4. You may take prescription medications

It’s not just doctor visits that can require significant out-of-pocket payments. The cost of prescription drugs is rising rapidly, and much of that cost is transferred to patients. Prescription drugs can be especially costly under low premium health plans. Before choosing any health plan, look at your prescriptions and see if they are part of the plan’s formulary (the list drugs that your plan covers), and how much your copay will be for those drugs.

5. You may not be able to afford the risk

Essentially, when you choose a low-premium, high-deductible plan you’re wagering that you’ll only need preventive care during the plan year. If something unexpected happens and you do need medical care, you could end up spending a great deal, perhaps up to your out-of-pocket maximum, on care. Is that a bet you can afford to make?

Say you’re an individual choosing between two plans:

  1. $210/month premium, $7,150 deductible, $7,150 out-of-pocket maximum
  2. $310/month premium and $850 deductible, $5,000 out-of-pocket maximum

Under the lower premium option, the most you would pay in a year before your insurance kicked in would be $9,670. That’s the deductible plus the sum of your annual premiums. The higher premium plan would require you to spend $4,570 before your insurance kicked in.

With the higher premium plan in the example, it’s worth noting that if you have reached your deductible but not your out-of-pocket maximum, you may still need to pay coinsurance or copays. If you don’t have a major medical issue requiring hospitalization, it’s unlikely that your out-pocket expenses will be a lot higher than your deductible because copays for office visits are generally low. But if you are hospitalized and require costly care with the higher premium plan in the example, the maximum you’d spend towards medical care in a year could be less than the maximum you’d spend on care with the lower premium plan.

The math may be a little dizzying, but it’s necessary for making a smart choice about coverage.

6. You might neglect getting care or medications for cost reasons

Even with a low-premium plan, a significant portion of people skip medical care because of costs. For instance, a recent survey found that half of millennials have delayed health care treatment due to cost. Another study looked at the underinsured, which is defined as people with high-deductible plans, and “found that a quarter of adults with at least one chronic condition who met the criteria for being underinsured didn’t fill a prescription or skipped doses due to cost, compared with 7 percent of those who did not meet the criteria for underinsurance.”

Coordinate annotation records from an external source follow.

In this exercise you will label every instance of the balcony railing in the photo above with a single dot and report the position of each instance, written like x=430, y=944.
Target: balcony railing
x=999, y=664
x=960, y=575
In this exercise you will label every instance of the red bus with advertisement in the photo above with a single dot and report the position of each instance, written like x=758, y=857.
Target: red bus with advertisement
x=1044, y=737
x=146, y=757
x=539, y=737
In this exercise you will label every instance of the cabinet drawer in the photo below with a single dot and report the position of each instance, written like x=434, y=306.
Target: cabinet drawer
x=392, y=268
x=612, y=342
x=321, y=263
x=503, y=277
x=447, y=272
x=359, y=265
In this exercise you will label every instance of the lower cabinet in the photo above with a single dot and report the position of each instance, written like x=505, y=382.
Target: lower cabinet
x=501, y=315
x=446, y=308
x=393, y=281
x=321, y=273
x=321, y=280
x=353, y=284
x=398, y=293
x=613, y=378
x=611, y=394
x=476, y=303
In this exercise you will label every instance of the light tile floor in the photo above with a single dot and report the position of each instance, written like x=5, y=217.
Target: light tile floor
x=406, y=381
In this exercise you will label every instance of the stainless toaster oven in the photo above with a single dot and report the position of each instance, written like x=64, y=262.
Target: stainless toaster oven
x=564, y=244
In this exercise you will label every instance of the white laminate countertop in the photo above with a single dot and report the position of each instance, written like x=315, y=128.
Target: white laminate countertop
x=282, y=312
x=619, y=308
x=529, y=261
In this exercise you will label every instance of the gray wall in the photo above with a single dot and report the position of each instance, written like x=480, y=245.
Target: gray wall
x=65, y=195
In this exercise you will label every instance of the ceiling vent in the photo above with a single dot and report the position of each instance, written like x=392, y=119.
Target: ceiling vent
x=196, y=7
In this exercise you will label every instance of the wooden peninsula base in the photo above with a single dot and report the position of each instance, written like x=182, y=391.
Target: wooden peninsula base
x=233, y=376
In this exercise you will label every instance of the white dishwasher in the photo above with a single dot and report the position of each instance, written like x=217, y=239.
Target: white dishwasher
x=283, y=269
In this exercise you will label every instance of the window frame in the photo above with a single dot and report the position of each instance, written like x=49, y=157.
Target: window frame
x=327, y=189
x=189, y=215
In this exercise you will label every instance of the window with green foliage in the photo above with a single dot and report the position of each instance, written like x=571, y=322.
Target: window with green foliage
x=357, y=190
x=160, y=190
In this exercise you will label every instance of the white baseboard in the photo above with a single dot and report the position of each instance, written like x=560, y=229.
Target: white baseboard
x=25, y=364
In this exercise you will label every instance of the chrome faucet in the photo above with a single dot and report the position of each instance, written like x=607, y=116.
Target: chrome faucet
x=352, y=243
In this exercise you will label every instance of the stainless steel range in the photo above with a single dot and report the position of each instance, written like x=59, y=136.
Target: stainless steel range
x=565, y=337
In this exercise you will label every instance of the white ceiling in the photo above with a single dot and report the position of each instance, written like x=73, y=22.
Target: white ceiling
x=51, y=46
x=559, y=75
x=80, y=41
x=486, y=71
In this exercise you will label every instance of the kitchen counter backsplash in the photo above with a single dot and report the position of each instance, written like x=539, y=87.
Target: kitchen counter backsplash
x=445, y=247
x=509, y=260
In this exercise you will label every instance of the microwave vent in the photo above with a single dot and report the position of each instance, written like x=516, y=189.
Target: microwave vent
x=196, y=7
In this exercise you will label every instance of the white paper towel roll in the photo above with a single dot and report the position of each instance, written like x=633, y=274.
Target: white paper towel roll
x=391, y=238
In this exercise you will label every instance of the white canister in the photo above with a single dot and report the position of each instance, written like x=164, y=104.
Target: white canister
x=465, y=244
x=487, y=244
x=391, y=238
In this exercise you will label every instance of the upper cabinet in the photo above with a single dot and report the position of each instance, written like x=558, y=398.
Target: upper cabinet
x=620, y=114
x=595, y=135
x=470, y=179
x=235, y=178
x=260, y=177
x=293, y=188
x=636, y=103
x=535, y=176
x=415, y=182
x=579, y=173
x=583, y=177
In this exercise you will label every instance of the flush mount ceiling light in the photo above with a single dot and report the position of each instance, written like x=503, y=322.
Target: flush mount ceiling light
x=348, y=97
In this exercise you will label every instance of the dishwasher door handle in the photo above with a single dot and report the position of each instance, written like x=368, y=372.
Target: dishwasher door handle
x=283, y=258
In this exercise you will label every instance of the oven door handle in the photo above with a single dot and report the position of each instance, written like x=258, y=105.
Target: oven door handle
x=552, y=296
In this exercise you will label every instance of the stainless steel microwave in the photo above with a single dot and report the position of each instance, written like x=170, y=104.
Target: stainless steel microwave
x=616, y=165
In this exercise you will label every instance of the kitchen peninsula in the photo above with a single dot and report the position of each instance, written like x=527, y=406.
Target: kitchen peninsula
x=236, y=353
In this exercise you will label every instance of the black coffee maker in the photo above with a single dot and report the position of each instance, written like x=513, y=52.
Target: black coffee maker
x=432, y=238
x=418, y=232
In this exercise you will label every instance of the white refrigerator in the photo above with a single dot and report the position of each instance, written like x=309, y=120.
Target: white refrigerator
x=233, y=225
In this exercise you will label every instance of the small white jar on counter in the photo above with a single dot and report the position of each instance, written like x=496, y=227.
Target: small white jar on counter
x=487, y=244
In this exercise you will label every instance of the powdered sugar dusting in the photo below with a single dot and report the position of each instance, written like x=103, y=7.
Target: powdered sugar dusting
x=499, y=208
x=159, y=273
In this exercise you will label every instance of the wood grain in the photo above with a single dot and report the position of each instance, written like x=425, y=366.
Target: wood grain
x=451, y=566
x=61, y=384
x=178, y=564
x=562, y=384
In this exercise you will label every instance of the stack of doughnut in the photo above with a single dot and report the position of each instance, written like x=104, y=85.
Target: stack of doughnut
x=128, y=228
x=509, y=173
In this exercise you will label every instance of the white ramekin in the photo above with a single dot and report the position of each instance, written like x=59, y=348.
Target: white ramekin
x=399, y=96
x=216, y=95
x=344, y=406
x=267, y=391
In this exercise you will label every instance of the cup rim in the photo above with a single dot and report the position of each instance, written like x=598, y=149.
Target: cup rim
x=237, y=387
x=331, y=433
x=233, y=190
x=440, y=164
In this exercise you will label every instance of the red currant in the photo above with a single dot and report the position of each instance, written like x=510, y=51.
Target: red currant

7. You might be leaving subsidy money on the table

The Affordable Care Act (Obamacare) provides subsidies for health coverage to people who are earning up to 400 percent more (4 times) the amount of income that’s considered poverty level. For a single person in 2016, poverty is defined as an income of $11,880 per year or less. So an individual earning up to $47,520 is eligible for a subsidy. For a family of four, poverty is defined as an annual income of $24,300 or less, and subsidies are available to a four person family if their income is less than $97,200 per year. The subsidy is on a sliding scale, so a family earning twice as much as the poverty level would get a larger subsidy than a family earning three times the poverty level.

If you or your family’s annual income is close to poverty level, your subsidy may be enough to cover a plan with higher premiums and lower deductibles. In this case, selecting the cheapest plan would be like leaving money on the table.

Ultimately, choosing a health plan is a decision based on an array of very personal factors and considerations. But because you can never truly predict your health needs, there is necessarily an element of guesswork involved. The takeaway is that a low-premium plan will likely save you money if you don’t need much medical care beyond preventive care. Yet, if an unexpected medical issue arises, you may end up paying more out-of-pocket than you would have paid if you were covered by a higher priced plan, even when you factor in higher premiums into the equation.